23. Lorsque nous arrivons, par contre, à ne pas nous laisser trop influencer par les structures, qui menacent maintenant de nous asphyxier, et si nous savons nous ouvrir aux autres avec bienveillance – qu’ils soient de langue, de culture, de nation ou de formation différentes – c’est toujours notre vie personnelle et celle de l’Ordre qui en profite. Cela peut devenir un chemin vers une saine croissance et un enrichissement réciproque, précisément dans le contexte d’une forte diminution en nombre. Personne d’entre nous ne vit sa propre vocation en fonction du nombre ou des structures. Tout en utilisant des structures qui sont toujours à renouveler selon les besoins, nous sommes tous appelés à construire des fraternités évangéliques. En elles, afflue notre possibilité de répondre au Seigneur qui nous appelle.

b) Collaborations en cours et collaborations à développer

24. Pour l’Église européenne et occidentale, le 20ème siècle fut sans aucun doute caractérisé par une poussée missionnaire impressionnante. Ce sont surtout les religieux et les religieuses qui se sont rendus disponibles pour partir, nombreux, en Afrique, en Asie et en Amérique. Ils ont porté la première annonce de l’évangile là où la foi chrétienne n’était pas encore connue ou bien elle l’était peu. Ils ont lancé de nombreuses nouvelles communautés ecclésiales, qui sont aujourd’hui des Églises vivantes, florissantes et en croissance.

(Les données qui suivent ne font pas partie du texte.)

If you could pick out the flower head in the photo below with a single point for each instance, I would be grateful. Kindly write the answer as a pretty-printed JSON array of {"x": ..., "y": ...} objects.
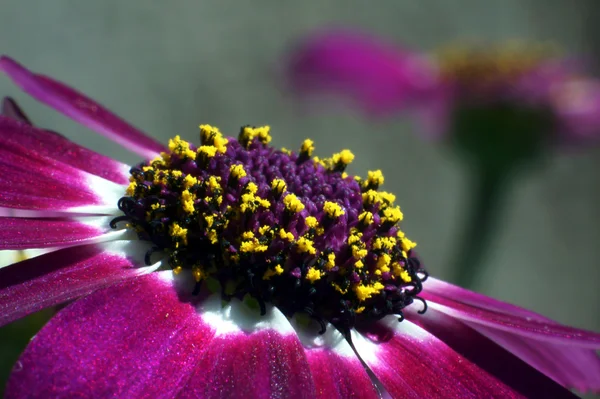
[{"x": 260, "y": 241}]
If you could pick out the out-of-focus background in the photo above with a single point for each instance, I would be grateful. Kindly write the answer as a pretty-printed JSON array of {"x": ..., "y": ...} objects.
[{"x": 169, "y": 66}]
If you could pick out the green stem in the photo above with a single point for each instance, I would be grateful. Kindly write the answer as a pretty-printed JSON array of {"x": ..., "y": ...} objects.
[{"x": 488, "y": 193}]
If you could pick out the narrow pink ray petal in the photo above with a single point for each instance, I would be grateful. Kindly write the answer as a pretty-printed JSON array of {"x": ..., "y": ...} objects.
[
  {"x": 24, "y": 233},
  {"x": 412, "y": 363},
  {"x": 53, "y": 145},
  {"x": 12, "y": 110},
  {"x": 137, "y": 339},
  {"x": 516, "y": 323},
  {"x": 486, "y": 354},
  {"x": 569, "y": 366},
  {"x": 250, "y": 356},
  {"x": 80, "y": 108},
  {"x": 379, "y": 77},
  {"x": 336, "y": 369},
  {"x": 470, "y": 298},
  {"x": 66, "y": 274},
  {"x": 32, "y": 181}
]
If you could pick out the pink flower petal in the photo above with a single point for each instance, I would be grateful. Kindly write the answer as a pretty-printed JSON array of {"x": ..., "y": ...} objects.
[
  {"x": 137, "y": 339},
  {"x": 66, "y": 274},
  {"x": 335, "y": 367},
  {"x": 514, "y": 323},
  {"x": 12, "y": 110},
  {"x": 24, "y": 233},
  {"x": 569, "y": 366},
  {"x": 53, "y": 145},
  {"x": 36, "y": 182},
  {"x": 146, "y": 338},
  {"x": 412, "y": 363},
  {"x": 378, "y": 76},
  {"x": 486, "y": 354},
  {"x": 250, "y": 356},
  {"x": 80, "y": 108}
]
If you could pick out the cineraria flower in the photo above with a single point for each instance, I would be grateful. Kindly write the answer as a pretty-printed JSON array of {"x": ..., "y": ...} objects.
[
  {"x": 500, "y": 108},
  {"x": 232, "y": 269}
]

25. Combien de nos frères capucins ont quitté leur pays et leur province pour aller, avec enthousiasme, « dans les missions », déterminés à se donner entièrement pour la croissance du royaume de Dieu ! Et combien les provinces se sont engagées à les envoyer et à les soutenir ! Si la bonté de l’arbre se reconnaît à ses fruits, il nous faut aussi, tout en voulant garder à l’esprit toutes les limites dues à notre commune faiblesse, reconnaître que l’œuvre des missionnaires a été vraiment efficace et, à bien des égards, grandiose. C’est, à n’en pas douter, le Seigneur qui a été à l’œuvre, mais en tirant profit de la disponibilité sincère des frères qui n’ont pas eu peur de partir et de la générosité de ceux qui les ont laissé partir. Nous sommes même intimement pris d’un je ne sais quoi d’envie et restons éblouis par la façon dont nos missionnaires ont été capables de se donner, de travailler, d’être témoins de l’évangile, en sacrifiant littéralement leur propre vie en de nombreux cas.

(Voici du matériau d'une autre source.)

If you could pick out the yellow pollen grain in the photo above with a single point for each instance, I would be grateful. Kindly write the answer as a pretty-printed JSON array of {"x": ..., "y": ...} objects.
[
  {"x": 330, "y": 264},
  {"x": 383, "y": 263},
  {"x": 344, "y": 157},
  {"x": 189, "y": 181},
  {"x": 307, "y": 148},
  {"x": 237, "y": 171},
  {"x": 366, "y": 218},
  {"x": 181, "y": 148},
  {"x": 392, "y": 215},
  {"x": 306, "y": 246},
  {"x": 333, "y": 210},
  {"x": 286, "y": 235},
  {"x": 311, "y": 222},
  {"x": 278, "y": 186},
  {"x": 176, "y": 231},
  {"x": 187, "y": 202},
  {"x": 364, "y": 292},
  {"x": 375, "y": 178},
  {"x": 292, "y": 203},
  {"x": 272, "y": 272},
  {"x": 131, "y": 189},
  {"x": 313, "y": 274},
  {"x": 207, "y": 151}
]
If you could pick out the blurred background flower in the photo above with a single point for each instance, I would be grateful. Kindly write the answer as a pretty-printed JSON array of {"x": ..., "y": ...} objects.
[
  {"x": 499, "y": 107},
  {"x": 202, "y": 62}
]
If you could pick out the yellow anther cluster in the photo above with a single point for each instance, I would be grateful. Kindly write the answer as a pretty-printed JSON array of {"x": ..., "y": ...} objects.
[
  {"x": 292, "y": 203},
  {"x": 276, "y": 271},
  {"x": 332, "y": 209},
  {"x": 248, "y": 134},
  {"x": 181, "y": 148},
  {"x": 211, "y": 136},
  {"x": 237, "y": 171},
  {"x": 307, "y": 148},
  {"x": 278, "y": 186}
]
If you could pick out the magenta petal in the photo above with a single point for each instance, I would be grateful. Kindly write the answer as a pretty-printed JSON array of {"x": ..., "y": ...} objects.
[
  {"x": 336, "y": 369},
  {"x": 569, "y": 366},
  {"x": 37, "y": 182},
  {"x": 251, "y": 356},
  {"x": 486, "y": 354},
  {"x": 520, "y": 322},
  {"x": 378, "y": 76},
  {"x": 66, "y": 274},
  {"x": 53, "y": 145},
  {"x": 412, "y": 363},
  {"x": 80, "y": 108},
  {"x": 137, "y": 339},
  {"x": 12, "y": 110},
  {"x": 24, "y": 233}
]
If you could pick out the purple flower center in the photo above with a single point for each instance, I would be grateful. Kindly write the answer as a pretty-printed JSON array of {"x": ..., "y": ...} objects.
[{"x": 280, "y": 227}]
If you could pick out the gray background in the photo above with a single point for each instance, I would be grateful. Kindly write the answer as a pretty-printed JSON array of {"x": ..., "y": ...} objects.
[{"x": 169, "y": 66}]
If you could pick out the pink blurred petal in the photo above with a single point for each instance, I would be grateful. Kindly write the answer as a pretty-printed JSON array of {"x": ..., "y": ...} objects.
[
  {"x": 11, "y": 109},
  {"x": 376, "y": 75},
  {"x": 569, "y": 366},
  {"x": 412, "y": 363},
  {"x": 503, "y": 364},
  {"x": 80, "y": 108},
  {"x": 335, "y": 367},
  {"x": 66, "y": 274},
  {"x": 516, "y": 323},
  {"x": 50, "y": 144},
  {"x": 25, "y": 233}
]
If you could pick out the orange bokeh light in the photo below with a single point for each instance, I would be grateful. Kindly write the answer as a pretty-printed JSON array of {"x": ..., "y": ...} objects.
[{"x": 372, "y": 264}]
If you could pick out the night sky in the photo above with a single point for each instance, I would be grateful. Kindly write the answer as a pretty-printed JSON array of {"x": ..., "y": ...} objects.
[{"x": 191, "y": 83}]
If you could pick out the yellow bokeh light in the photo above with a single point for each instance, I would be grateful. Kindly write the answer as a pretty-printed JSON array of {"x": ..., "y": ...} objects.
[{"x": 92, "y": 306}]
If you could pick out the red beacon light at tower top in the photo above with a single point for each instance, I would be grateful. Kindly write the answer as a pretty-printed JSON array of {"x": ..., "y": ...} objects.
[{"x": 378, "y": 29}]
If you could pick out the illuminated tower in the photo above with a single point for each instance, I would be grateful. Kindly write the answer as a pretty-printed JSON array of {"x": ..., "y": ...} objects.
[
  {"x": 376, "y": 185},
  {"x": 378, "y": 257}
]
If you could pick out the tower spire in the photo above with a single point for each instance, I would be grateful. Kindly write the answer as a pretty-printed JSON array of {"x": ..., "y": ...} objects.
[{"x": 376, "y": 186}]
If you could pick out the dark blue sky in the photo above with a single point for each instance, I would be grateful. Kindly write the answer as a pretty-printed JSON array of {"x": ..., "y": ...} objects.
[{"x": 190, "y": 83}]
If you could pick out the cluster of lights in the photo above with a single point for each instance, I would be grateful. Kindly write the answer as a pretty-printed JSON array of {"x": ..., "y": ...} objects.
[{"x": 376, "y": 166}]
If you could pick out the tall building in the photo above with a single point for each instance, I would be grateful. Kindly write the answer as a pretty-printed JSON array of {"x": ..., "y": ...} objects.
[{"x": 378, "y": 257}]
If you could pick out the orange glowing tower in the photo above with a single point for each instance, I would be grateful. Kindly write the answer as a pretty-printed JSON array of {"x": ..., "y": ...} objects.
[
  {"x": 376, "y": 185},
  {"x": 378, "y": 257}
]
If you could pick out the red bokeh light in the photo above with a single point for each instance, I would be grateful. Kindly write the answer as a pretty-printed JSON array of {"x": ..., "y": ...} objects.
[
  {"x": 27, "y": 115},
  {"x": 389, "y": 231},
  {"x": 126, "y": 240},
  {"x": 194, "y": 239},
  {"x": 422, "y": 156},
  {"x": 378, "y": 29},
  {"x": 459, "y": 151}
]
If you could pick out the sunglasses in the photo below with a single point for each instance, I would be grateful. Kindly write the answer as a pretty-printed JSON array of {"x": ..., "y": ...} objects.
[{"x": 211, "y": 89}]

26. Mais pourquoi ne pas nous rappeler que cette même vocation qui les a poussés à être réellement de vrais ouvriers de l’évangile, c’est aussi la nôtre ? Alors, si nous l’embrassons complètement, le Seigneur permettra à nous aussi, aujourd’hui et dans tous les temps, d’en faire autant, et même mieux !

27. L’une des manières qui de nos jours, est en train d’assumer cette dimension missionnaire de notre vocation, une dimension à laquelle nous ne pouvons renoncer (cf. const. 175, 5), c’est la collaboration entre les différentes circonscriptions. Il faut de manière positive, prendre acte qu’il y a désormais un important mouvement de frères, en particulier des provinces de l’Inde, qui sont envoyés pour aider les « anciennes » circonscriptions du monde occidental. Sans cette aide, non seulement nos présences risqueraient de vraiment trop se réduire, mais aussi ne ressentiraient plus la vivacité et le sens de notre charisme au moment de la baisse de notre capacité effective de répondre à l’urgence d’une nouvelle évangélisation (là où) la vie de groupes entiers n’est plus modelée par l’évangile et que beaucoup de baptisés ont perdu, en partie ou en totalité, le sens de la foi (const. 176, 3).

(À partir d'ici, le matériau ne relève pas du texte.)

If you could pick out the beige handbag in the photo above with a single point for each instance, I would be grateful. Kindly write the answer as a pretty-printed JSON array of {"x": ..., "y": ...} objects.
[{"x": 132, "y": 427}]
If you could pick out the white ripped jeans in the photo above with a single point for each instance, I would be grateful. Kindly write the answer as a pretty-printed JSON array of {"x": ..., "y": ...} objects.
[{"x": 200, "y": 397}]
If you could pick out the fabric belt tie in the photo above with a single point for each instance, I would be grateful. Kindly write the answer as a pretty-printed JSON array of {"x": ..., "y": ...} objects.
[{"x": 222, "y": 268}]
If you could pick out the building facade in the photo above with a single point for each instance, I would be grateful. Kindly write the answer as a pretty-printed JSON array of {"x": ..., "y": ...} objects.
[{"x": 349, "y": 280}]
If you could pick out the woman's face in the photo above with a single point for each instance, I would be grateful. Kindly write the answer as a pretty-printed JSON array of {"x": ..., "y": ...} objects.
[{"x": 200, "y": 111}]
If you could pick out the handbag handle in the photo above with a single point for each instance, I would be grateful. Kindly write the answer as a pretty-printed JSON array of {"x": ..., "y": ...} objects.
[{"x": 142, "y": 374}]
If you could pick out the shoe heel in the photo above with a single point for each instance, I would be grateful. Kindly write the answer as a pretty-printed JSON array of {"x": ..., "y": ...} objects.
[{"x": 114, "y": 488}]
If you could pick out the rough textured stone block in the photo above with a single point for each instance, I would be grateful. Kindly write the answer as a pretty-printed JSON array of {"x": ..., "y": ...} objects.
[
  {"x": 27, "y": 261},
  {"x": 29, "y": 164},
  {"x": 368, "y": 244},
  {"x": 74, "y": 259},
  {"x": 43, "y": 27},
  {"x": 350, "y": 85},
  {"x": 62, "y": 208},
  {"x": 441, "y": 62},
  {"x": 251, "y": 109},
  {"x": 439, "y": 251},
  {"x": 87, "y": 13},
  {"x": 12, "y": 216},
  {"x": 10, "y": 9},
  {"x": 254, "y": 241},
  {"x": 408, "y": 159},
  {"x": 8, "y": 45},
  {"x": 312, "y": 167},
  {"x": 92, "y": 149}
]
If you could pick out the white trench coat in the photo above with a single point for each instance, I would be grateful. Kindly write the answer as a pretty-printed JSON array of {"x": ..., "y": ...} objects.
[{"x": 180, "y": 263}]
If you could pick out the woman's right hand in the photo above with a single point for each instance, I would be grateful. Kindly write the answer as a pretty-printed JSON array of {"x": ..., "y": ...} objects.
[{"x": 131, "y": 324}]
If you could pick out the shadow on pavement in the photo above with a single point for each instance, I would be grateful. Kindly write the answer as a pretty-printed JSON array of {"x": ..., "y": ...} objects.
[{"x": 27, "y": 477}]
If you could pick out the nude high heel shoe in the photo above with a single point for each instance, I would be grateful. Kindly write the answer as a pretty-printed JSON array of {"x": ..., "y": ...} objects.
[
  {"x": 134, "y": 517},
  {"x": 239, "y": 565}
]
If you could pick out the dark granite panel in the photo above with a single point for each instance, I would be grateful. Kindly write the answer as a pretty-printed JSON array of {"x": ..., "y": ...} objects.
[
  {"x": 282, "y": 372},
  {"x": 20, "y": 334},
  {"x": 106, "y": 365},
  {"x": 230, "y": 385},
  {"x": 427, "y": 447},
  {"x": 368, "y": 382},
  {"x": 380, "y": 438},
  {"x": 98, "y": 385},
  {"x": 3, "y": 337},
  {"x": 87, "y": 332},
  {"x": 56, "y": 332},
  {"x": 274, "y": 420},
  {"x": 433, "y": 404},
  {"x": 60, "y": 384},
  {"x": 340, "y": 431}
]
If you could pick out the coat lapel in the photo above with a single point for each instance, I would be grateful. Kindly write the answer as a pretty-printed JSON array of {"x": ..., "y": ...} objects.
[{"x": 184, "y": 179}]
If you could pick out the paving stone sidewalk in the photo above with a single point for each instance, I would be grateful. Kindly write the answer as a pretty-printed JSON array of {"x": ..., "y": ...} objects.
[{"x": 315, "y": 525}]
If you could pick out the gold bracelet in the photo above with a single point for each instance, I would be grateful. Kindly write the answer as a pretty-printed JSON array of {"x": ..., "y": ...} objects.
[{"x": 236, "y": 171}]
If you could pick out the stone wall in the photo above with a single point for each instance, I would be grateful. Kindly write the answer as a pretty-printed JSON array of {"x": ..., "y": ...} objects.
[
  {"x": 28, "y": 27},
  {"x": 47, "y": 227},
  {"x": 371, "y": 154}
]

28. Il y a de nombreux aspects positifs dans ces collaborations qui, selon le mandat du chapitre, seront bien sûr soutenues et renforcées dans la mesure du possible. Se sont également manifesté quelques aspects critiques dus, en peu de cas, à l’inobservance des indications de nos constitutions, mais surtout, à un certain désordre dans les réalisations concrètes. Cela devrait nous amener à remanier les lignes directrices pour la collaboration fraternelle, approuvées ad experimentum au chapitre général de 2012[6]. Pour certains cas, la Ratio Formationis apportera elle aussi des contributions concrètes, par exemple, pour ce qui regarde la formation qu’un frère doit avoir déjà reçue avant d’être envoyé en mission ou en collaboration.

29. Entretenons l’espoir que l’accompagnement attentif de cet émergent nouveau dynamisme qui cherche à exprimer, de manière adaptée aux temps que nous sommes en train de vivre, notre disponibilité à aller, sans réserves, là où les besoins du peuple de Dieu demandent notre réponse, contribuera à renouveler l’enthousiasme de notre Ordre pour le Royaume et la vivacité qui, au long des siècles, nous a toujours distingués.

30. Il existe également une autre forme de collaboration entre les circonscriptions pratiquée depuis déjà quelque temps et ayant produit de nombreux effets bénéfiques ; nous croyons devoir la soutenir avec beaucoup d’engagement, car nous pensons qu’elle caractérisera fortement l’avenir de l’Ordre. Il s’agit de l’ouverture généreuse, qui qualifie la dimension fraternelle, à la collaboration entre circonscriptions voisines ou de la même région. Ceux qui, avec détermination, se sont déjà avancés sur cette route et qui ont affronté sans s’enfuir, les difficultés qu’elle aussi comporte, savent combien la collaboration apporte d’avantages, en particulier au profit des jeunes générations de l’Ordre qui apprennent, sans difficulté, à s’ouvrir à la dimension mondiale de notre fraternité, sans pour autant se trouver limités ou affaiblis par les fragilités locales, car ils ont confiance en notre plus grande et multiforme richesse.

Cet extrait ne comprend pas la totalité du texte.